« Les Indes », poème fondateur d’Edouard Glissant par Sophie Bourel, une première à la Maison de la poésie à Paris
« La mémoire des esclaves et celle des esclavagistes doivent se rencontrer. Nous avons besoin de nous souvenir ensemble ». C’est ainsi que la comédienne Sophie Bourel présente l’enjeu de ce texte dit en public. Pas seulement lu pour soi mais partagé en public comme elle l’a fait lors d’une tournée dans les Caraïbes en 2009 (Cuba, Haiti, République dominicaine).
Reportage : C. Tortel, M. Bouretima, B. Haetjens, M. Bergeron, P. Evrard.
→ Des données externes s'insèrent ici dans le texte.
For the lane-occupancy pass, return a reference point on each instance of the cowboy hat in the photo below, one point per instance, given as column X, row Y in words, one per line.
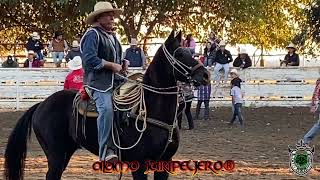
column 35, row 35
column 243, row 51
column 102, row 7
column 133, row 42
column 75, row 44
column 31, row 52
column 222, row 43
column 291, row 45
column 234, row 71
column 75, row 63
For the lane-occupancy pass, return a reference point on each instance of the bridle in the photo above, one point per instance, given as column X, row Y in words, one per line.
column 180, row 67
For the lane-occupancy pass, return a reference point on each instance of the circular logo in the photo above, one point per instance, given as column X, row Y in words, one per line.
column 301, row 162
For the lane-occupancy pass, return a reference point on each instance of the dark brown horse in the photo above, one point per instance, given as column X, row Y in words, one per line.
column 53, row 118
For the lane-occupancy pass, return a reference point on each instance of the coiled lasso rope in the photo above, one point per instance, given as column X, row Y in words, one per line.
column 134, row 98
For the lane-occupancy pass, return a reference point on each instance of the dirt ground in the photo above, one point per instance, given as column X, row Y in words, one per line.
column 260, row 149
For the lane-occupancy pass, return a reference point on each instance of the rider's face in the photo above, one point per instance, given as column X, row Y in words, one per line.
column 106, row 20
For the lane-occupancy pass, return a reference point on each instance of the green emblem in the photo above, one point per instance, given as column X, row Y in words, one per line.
column 301, row 158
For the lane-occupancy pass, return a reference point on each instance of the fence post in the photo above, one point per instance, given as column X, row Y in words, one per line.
column 17, row 89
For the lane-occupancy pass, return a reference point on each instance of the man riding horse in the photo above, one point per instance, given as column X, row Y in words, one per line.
column 101, row 53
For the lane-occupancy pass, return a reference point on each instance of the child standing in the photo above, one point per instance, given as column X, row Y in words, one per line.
column 236, row 97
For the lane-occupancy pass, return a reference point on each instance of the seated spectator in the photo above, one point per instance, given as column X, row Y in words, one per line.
column 58, row 46
column 10, row 63
column 209, row 53
column 75, row 51
column 32, row 61
column 190, row 43
column 74, row 80
column 243, row 60
column 291, row 59
column 203, row 95
column 34, row 44
column 214, row 41
column 135, row 55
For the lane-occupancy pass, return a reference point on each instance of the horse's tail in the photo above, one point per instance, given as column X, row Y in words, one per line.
column 16, row 151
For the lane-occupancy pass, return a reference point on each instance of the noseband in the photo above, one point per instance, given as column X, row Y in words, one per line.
column 182, row 68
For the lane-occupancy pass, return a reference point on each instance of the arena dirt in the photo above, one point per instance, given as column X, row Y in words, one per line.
column 260, row 150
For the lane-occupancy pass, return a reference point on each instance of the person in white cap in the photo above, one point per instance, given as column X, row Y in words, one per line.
column 101, row 56
column 135, row 55
column 32, row 61
column 292, row 58
column 74, row 80
column 222, row 59
column 34, row 44
column 58, row 46
column 243, row 60
column 75, row 51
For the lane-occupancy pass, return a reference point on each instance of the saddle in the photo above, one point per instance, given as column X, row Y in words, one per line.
column 85, row 104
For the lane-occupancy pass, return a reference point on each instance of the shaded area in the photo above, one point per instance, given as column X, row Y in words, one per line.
column 260, row 149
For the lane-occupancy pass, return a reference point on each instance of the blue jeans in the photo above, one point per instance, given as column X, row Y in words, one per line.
column 237, row 113
column 56, row 56
column 208, row 62
column 312, row 132
column 104, row 122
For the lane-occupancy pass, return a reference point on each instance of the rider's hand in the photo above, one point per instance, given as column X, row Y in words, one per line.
column 116, row 68
column 313, row 109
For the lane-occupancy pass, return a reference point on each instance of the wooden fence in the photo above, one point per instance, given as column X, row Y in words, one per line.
column 21, row 88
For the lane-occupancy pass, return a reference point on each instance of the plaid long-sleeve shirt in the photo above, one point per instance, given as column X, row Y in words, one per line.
column 204, row 92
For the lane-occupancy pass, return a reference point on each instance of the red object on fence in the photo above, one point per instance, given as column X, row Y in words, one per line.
column 83, row 94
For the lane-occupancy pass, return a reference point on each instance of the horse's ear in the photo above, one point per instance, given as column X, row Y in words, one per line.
column 171, row 36
column 179, row 36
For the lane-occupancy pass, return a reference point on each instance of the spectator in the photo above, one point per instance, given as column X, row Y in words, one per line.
column 58, row 46
column 203, row 95
column 213, row 40
column 235, row 75
column 209, row 54
column 10, row 63
column 315, row 110
column 34, row 44
column 243, row 60
column 185, row 103
column 135, row 55
column 222, row 59
column 291, row 59
column 190, row 43
column 32, row 61
column 74, row 80
column 236, row 100
column 75, row 51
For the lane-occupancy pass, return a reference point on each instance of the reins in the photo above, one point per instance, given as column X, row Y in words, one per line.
column 136, row 98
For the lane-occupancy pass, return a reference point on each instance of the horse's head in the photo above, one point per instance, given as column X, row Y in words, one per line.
column 185, row 67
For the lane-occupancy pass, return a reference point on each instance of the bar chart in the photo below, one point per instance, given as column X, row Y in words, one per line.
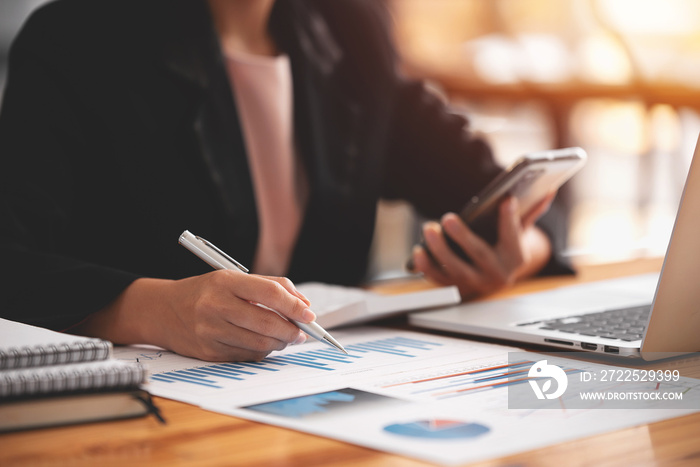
column 321, row 359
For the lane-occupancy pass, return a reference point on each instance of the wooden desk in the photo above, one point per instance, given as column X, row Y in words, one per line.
column 196, row 437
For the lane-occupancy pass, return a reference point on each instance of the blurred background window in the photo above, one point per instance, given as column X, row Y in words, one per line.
column 620, row 78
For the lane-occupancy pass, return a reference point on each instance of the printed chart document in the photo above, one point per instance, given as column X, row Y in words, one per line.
column 435, row 398
column 337, row 305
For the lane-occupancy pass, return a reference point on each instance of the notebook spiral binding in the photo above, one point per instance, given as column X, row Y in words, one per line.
column 22, row 357
column 70, row 379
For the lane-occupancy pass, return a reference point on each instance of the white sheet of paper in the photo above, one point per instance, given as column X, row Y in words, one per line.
column 398, row 391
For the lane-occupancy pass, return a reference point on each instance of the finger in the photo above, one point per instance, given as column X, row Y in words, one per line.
column 266, row 324
column 291, row 288
column 510, row 234
column 538, row 210
column 423, row 263
column 481, row 253
column 453, row 267
column 272, row 294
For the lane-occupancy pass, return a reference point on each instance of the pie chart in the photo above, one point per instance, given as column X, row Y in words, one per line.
column 438, row 429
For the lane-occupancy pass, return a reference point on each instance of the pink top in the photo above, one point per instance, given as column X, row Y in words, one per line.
column 263, row 90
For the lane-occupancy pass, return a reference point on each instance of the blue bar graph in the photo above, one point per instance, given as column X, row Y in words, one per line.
column 215, row 375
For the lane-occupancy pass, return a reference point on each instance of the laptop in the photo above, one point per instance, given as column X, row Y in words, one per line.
column 649, row 316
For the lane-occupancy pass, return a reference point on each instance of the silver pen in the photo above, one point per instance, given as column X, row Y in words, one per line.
column 217, row 259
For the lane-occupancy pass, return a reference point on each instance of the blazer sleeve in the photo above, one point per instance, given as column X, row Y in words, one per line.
column 42, row 138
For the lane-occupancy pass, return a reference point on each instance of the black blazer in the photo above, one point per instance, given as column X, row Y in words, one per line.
column 119, row 130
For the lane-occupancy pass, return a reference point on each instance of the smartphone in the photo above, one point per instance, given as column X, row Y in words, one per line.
column 530, row 178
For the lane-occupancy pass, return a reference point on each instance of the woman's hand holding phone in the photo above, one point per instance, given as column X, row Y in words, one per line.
column 521, row 250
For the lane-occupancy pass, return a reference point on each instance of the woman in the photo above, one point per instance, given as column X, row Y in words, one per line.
column 271, row 128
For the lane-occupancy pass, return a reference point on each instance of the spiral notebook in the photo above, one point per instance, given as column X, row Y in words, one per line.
column 49, row 378
column 23, row 345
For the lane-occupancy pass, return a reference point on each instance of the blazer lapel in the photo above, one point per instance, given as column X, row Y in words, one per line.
column 190, row 52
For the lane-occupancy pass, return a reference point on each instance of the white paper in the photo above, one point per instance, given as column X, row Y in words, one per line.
column 398, row 391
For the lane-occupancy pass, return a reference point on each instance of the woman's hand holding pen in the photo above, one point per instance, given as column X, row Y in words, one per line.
column 213, row 317
column 522, row 249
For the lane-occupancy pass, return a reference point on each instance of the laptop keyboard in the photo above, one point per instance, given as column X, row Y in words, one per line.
column 626, row 324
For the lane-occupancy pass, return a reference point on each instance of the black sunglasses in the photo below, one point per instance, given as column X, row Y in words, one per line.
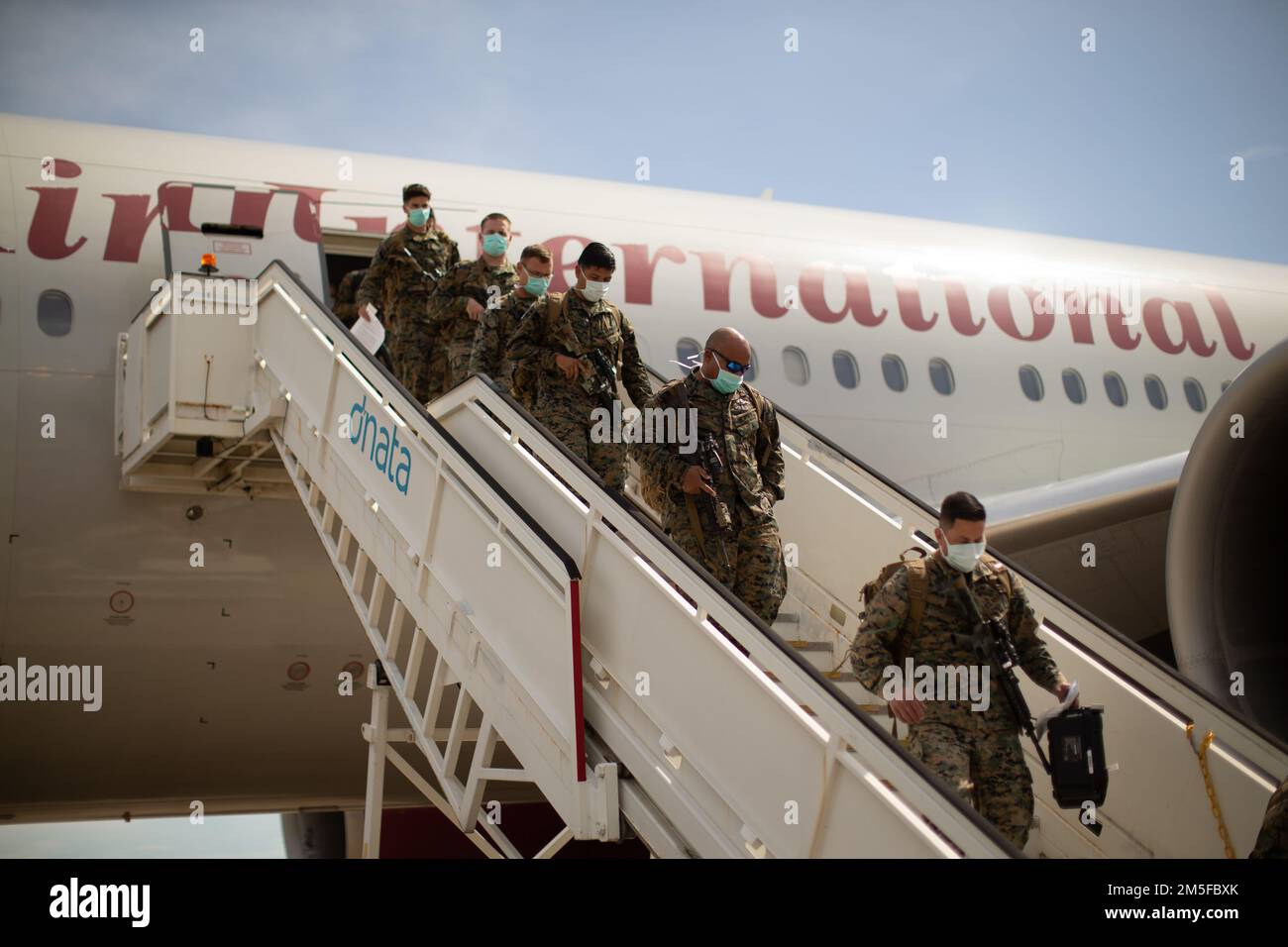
column 735, row 368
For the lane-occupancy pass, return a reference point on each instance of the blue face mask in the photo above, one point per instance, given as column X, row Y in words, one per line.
column 965, row 556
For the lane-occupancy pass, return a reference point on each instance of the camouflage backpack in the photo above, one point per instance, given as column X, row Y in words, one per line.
column 918, row 582
column 523, row 377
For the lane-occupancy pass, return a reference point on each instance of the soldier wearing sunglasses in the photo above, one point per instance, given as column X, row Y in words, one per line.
column 750, row 479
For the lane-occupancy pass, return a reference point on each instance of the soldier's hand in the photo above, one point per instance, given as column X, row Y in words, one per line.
column 568, row 367
column 909, row 711
column 697, row 480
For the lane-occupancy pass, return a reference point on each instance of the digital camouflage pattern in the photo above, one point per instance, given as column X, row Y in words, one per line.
column 492, row 338
column 473, row 279
column 1273, row 838
column 986, row 768
column 970, row 750
column 399, row 282
column 565, row 407
column 752, row 480
column 347, row 296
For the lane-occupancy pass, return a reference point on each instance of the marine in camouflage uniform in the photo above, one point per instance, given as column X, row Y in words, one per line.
column 565, row 407
column 752, row 480
column 399, row 282
column 475, row 279
column 1273, row 838
column 492, row 337
column 969, row 750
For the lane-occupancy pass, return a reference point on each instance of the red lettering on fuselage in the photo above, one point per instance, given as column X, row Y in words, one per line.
column 639, row 269
column 1000, row 308
column 132, row 218
column 716, row 278
column 858, row 295
column 47, row 237
column 1192, row 334
column 133, row 215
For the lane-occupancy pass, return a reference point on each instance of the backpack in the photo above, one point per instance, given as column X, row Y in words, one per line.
column 918, row 582
column 653, row 489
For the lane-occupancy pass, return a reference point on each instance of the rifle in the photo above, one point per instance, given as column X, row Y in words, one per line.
column 601, row 381
column 993, row 643
column 708, row 457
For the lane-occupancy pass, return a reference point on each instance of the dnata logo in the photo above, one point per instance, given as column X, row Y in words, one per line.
column 384, row 449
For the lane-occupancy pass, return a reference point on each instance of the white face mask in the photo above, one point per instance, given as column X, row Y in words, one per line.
column 965, row 556
column 593, row 291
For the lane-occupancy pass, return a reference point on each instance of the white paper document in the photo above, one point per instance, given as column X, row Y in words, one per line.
column 369, row 333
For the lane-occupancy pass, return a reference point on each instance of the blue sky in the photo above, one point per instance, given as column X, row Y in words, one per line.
column 1129, row 144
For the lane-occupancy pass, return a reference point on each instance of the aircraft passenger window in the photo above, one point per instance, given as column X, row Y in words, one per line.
column 1073, row 385
column 1155, row 392
column 1194, row 394
column 1116, row 389
column 941, row 376
column 797, row 365
column 894, row 372
column 1030, row 382
column 846, row 368
column 54, row 313
column 688, row 352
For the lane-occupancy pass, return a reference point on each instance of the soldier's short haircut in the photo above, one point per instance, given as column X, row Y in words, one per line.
column 596, row 256
column 415, row 191
column 960, row 505
column 536, row 252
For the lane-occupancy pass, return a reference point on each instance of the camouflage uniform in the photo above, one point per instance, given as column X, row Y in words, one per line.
column 494, row 330
column 485, row 286
column 751, row 482
column 346, row 296
column 399, row 285
column 965, row 748
column 1273, row 838
column 565, row 407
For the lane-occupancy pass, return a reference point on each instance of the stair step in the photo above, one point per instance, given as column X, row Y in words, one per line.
column 809, row 646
Pour préparer cette première à Paris, le 29 mai à la Maison de la poésie, elle a appris par cœur ce long poème d’une cinquantaine de pages. Une performance au vu de la langue de Glissant. Les images habituelles de la Découverte des Amériques par Christophe Colomb ne sont pas les seules convoquées.
« Mangrove textuelle »
Ce « poème de l’une à l’autre terre », selon le sous-titre originel, est un chant élégiaque, une « mangrove textuelle », pour reprendre l’expression de l’universitaire tunisienne Samia Kassab-Charfi, qui fait alterner un « lieu convoité », les Indes de Colomb et des conquistadores espagnols, et un « non-lieu », un lieu pensé comme utopie. Glissant a ainsi « décentré le regard élogieux du lecteur occidental », selon les mots de l’universitaire Anaïs Stampfli pour « l’initier à la pensée de la Relation ».Dans « Les Indes », Glissant confronte des mémoires antagonistes pour les faire dialoguer. Il esquisse ainsi des pistes pour le Tout-Monde à venir. Un long compagnonnage avec le poète disparu en 2011 avait permis à Sophie Bourel de travailler le texte au plus près de sa source. Le poème puise dans l’Appel, le Voyage, la Conquête, la Traite [négrière], les Héros [rebelles] et dans la Relation, selon les titres des six chants qui le constituent.
Deux ans après « Les Indes », en 1958, Édouard Glissant est lauréat du prix Renaudot pour son roman « La Lézarde ».